Desde el MDF también surgieron voces que se sumaron a la compulsa. Andrés “el cuervo” Larroque, ministro de Kicillof y uno de los más enfrentados con Kirchner en la tropa del gobernador, dijo querer “un PJ dinámico, comprometido con el gobierno provincial frente a los ataques del gobierno nacional”, aunque aclaró que hoy la prioridad del kicillofismo es aprobar el Presupuesto y el endeudamiento. En su entorno reafirmaron esa línea, pero marcan también que el ministro fue cambiando en las últimas semanas su postura en relación al PJ, pasando de no hablar del tema a decir que él estará donde lo necesiten.
Larroque puede ser una de las espadas del gobernador para tensionar con Máximo la discusión del PJ si los otros debates se traban. En tropa aparece también Verónica Magario, vicegobernadora y vicepresidenta primera del PJ provincial. La matancera sería una carta más ligada a los intendentes que Larroque y su nombre suena como posibilidad. La Matanza preside hoy el Congreso partidario, vía Fernando Espinoza, órgano que pasará a ser la mayor autoridad desde que se venza el plazo de la actual presidencia hasta que asuma la próxima.

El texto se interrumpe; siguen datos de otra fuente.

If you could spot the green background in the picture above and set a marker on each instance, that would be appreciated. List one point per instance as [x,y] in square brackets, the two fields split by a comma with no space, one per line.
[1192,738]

Máximo Kirchner, por su parte, protagonizó un raid de apariciones públicas en las últimas semanas y este sábado planteó sin vueltas que podría ir por un nuevo período al frente del PJ. El diputado reafirmó en on algo que el cristinismo esgrime en off: que al momento del cierre de listas provincial Kicillof puso su continuidad como titular del partido como una prenda de negociación. “En su momento se charló, pero si no lo quieren hacer qué sé yo”, dijo el líder de La Cámpora. Kirchner no disparó con munición gruesa contra Kicillof, pero no dejó pasar la oportunidad para lanzar algunos dardos: “Que digas “no me dejan crecer” desde una gobernación es medio raro”, soltó.
Toda esta rosca tiene un trasfondo. El camino hacia 2027 implicará mucho que la construcción que logre cada sector. Alguna mano deberá blandir la lapicera que firme las listas en las que se plasmen los nombres de los candidatos a suceder a Kicillof en el Sillón de Dardo Rocha y las renovaciones en cada distrito. Lejos de una cáscara vacía, el PJ bonaerense será un lugar clave en la reestructuración del peronismo, y la elección de febrero aparece como otro gran hito en el proceso de reconfiguración en curso.
PAQUETE DE LA UNIDAD
Si bien no son pocas ni superficiales, estas no son las únicas discusiones que exigirán definiciones contundentes en un peronismo obligado a rearmarse. La presidencia de Diputados en la Legislatura y las autoridades legislativas serán otra rosca que determinará el grado de presión que el cristinismo y el massismo puedan ejercer contra un Kicillof que entrará en modo expansionista, pero que necesita para ello asegurarse la gobernabilidad en su territorio.
En esa clave también entran las relaciones exteriores del peronismo. ¿Quién determinará cómo pararse frente a gobernadores peronistas más proclives a colaborar con Milei, o incluso frente a otros sectores como el de Provincias Unidas u otros provincialismos? Si hay un consenso en ampliar para enfrentar a Milei en el 2027, porque “con el peronismo sólo no alcanza”, la pregunta por quién comandará esas negociaciones es en el fondo una pregunta por la conducción.
De la resolución de estos debates dependerá la supervivencia de la unidad peronista hoy por hoy atada con alambres. Muchos de estos temas no tienen una perspectiva común entre las distintas tribus, ni tampoco aparece una claridad sobre cómo podrían alcanzarse nuevas síntesis. Pero las discusiones están sobre la mesa y ya no hay paradas intermedias hacia el 2027. Restará ver si el peronismo continúa junto por una misma senda, o entra en una dinámica de caminos que se bifurcan.